Neural stem cell proliferation and differentiation are regulated by external cues from their microenvironment. As endothelial cells are closely associated with neural stem cell in brain germinal zones, we investigated whether endothelial cells may interfere with neurogenesis. Neural precursor cells (NPC) from telencephalon of EGFP mouse embryos were cocultured in direct contact with endothelial cells. Endothelial cells did not modify the overall proliferation and apoptosis of neural cells, albeit they transiently delayed spontaneous apoptosis. These effects appeared to be specific to endothelial cells since a decrease in proliferation and a raise in apoptosis were observed in cocultures with fibroblasts. Endothelial cells stimulated the differentiation of NPC into astrocytes and into neurons, whereas they reduced differentiation into oligodendrocytes in comparison to adherent cultures on polyornithine. Determination of NPC clonogenicity and quantification of LeX expression, a marker for NPC, showed that endothelial cells decreased the number of cycling NPC. On the other hand, the presence of endothelial cells increased the number of neural cells having “side population” phenotype, another marker reported on NPC, which we have shown to contain quiescent cells. Thus, we show that endothelial cells may regulate neurogenesis by acting at different level of NPC differentiation, proliferation and quiescence.

Introduction

During brain development, neural stem cells are produced within germinal zones in close contact with the lateral ventricle walls. In adult mammals, neural stem cells reside in restricted germinal zones that produce large number of new neurons throughout the life of the animal: the subventricular zone and subgranular zone of the hippocampus [1].
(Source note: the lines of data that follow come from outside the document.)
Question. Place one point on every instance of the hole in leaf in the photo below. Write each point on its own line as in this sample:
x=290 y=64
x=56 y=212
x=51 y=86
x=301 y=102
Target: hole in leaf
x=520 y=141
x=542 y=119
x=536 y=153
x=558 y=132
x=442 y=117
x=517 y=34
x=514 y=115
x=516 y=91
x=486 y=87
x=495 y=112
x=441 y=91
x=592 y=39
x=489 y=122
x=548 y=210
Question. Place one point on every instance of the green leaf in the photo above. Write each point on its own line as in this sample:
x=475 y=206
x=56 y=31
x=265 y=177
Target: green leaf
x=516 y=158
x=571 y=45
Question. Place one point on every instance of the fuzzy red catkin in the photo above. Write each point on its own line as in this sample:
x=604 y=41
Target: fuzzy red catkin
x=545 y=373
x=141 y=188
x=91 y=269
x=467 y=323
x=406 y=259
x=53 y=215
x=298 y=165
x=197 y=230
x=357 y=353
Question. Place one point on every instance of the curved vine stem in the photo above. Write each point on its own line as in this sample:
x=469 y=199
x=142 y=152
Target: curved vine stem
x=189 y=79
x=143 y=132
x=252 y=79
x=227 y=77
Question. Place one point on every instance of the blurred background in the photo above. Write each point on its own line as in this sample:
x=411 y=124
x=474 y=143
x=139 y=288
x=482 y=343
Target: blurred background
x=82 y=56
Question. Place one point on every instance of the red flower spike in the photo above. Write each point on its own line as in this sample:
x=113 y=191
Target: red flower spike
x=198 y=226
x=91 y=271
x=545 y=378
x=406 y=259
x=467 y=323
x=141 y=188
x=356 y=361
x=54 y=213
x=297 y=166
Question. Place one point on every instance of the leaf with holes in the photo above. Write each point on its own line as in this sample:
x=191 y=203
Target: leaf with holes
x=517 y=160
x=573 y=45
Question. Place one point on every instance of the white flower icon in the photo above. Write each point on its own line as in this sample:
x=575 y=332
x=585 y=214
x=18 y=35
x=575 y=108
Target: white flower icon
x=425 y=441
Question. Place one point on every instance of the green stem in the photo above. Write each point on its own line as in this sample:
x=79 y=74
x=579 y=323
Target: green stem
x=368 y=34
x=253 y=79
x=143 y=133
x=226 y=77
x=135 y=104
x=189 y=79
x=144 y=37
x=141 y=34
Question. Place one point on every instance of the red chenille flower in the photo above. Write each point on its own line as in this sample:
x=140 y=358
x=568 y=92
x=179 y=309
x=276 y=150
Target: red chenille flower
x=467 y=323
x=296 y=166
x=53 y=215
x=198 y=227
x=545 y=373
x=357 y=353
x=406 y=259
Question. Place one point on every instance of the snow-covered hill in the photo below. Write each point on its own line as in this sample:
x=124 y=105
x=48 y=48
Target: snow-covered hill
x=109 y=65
The self-renewal, proliferation and differentiation of neural stem cells – processes essential for brain homeostasis – are regulated by a complex and specialized microenvironment around the neural stem cells, the neural stem cell niche [2]. Astrocytes have meandering projections that make contact with all types of cells. They are anchored to the basal lamina of blood vessels. Astrocytes are extensively coupled by gap junctions and may therefore rapidly propagate signals within the neural stem cell niche. They also secrete factors that support neurogenesis in vitro [3]. Ependymal cells produce noggin, an antagonist of bone morphogenic protein signaling, thereby maintaining the neural stem cell niche in adult subventricular zone by inhibiting glial differentiation [4]. In addition to growth factors, the extracellular matrix provides adhesion molecules that play a role in the migration and maintenance of neural stem cells [5].

In adults, neurogenesis occurs near blood vessels, and neural stem cells are closely associated with endothelial cells in both the hippocampus [6] and in the subventricular zone [7]. Basal lamina arising from blood capillaries are thought to concentrate growth factors secreted from the neural stem cell microenvironment via binding to heparan sulfate glycosaminoglycans [8]. Endothelial cells are known to synthesize numerous basal lamina elements and growth factors involved in neurogenesis, such as brain-derived neurotrophic factor and vascular endothelial growth factor [9], [10], [11], [12]. Coordinated interactions between endothelial cells and neural cell proliferation are observed in the developing brain [13] and during testosterone-induced neurogenesis in the adult song bird [14]. In the adult song bird, the stimulation of neurogenesis involves brain-derived neurotrophic factor synthesis by endothelial cells [14]. It was recently suggested that endothelial cells play an essential role in the proliferation of neural stem cells and their differentiation into neurons [15].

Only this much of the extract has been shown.